Why? In most cases, you are using a bulb with too high of wattage for the fixture. Try using a lower watt bulb, like 40 watt, and that should resolve the issue. If not, there may be another issue going on and you would need an to get an electrician on the scene.
3. What is a short circuit?
A short circuit is when a wiring carrying electricity comes in contact with a grounded wire. This will create heat, and in turn, your circuit breaker will trip, cutting off power to the potential hazard. A short circuit will not repair itself, and if the outlet/light, etc. is one you want to use, this will have to be repaired.
4. A tripped circuit breaker won’t turn back on. Why?
First make sure the switch is in the complete off position until it clicks in place. Now try to reset. If it still will not reset, then there is an issue which needs to be rectified. Consider this your red flag. Either there is a short, or an overload to that circuit. Either one can be spotted by an electrician.
5. Do I need carbon monoxide detectors installed?
Yes if you use natural gas in the home. For heating or cooking, natural gas sometimes is odorless, and if you have a potential leak, inhaling natural gas can be harmful, and sometimes deadly. Coming in tandem with smoke detectors, carbon monoxide detectors can be purchased at many stores and should be installed outside of every bedroom and on every floor in your home.
6. I purchased an older home. How do I know my electrical is safe?
Without first living in the home, it is tough to tell. But if aluminum wiring is present, it is a potential hazard as it can expand and actually melt in some instances. Not all aluminum wiring has to be removed, but it should definitely be inspected by an electrician for a safety check and potential remediation. Another important part of the home to inspect is the electrical panel. Is it 200 amps or less? It may not provide enough power. Is it produced by Federal Pacific of Zinsco? Buyer beware. Both of these manufacturers produced panels in the 1950’s-1980’s which are considered unsafe.

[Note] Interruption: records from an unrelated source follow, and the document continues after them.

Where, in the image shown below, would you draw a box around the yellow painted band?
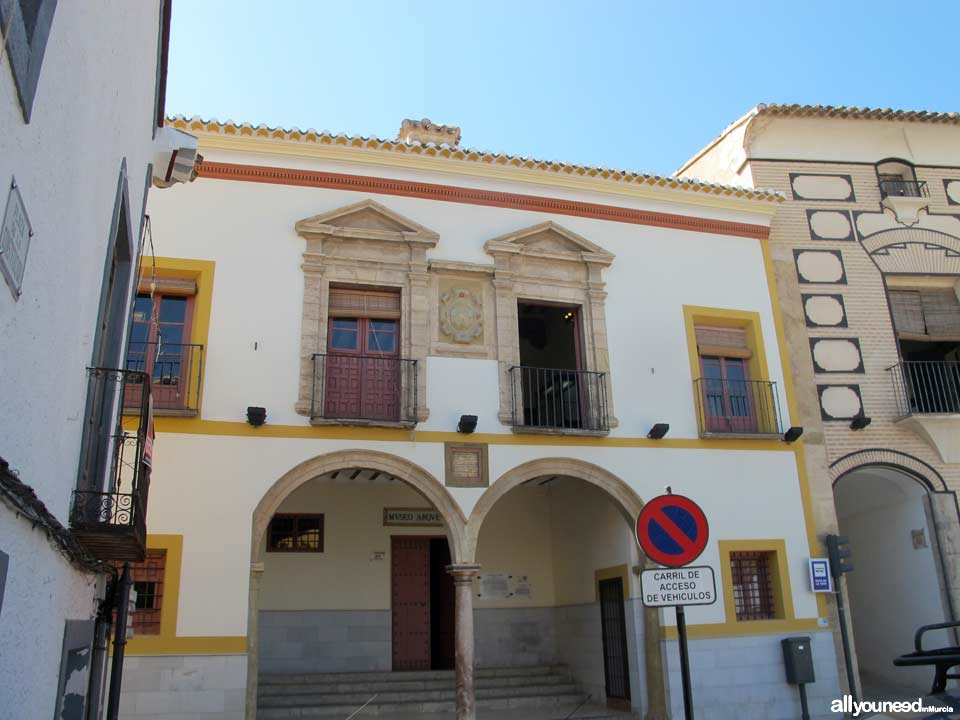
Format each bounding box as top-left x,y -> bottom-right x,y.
191,131 -> 779,217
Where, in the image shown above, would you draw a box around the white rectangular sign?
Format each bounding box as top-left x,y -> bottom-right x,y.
640,565 -> 717,607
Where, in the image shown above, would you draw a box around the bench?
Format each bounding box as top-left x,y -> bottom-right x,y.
893,621 -> 960,695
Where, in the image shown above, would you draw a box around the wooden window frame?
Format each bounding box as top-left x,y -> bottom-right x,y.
267,513 -> 326,553
718,539 -> 796,632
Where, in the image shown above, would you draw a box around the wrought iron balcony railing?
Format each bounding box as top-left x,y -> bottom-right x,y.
123,342 -> 203,415
310,353 -> 417,424
693,378 -> 783,435
70,368 -> 152,561
887,360 -> 960,417
880,179 -> 930,198
510,365 -> 610,432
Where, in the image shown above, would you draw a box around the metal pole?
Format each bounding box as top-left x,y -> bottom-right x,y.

7. My smoke detector won’t stop beeping. What should I do?First, make sure no smoke or fire is in the home, then, try pressing the reset button. If that is unsuccessful, unscrew the detector from the ceiling and replace the battery. If THAT still doesn’t work, it may be time to call in the electrician as there could be a wiring issue or it’s time to replace your detectors. Now in Maryland new smoke detectors are all hard wired with a 10 year battery—so this annoying situation will never occur again. Sounds great doesn’t it?
8. A dimmer switch is hot to the touch. Is that normal?
Sometimes dimmer switches do get warm to the touch. As long as the switch isn’t operating lighting above 300 watts, your situation should be safe. If you smell burning, or the plastic is melting, clearly this situation is not safe and the switch and potentially wiring should be replaced.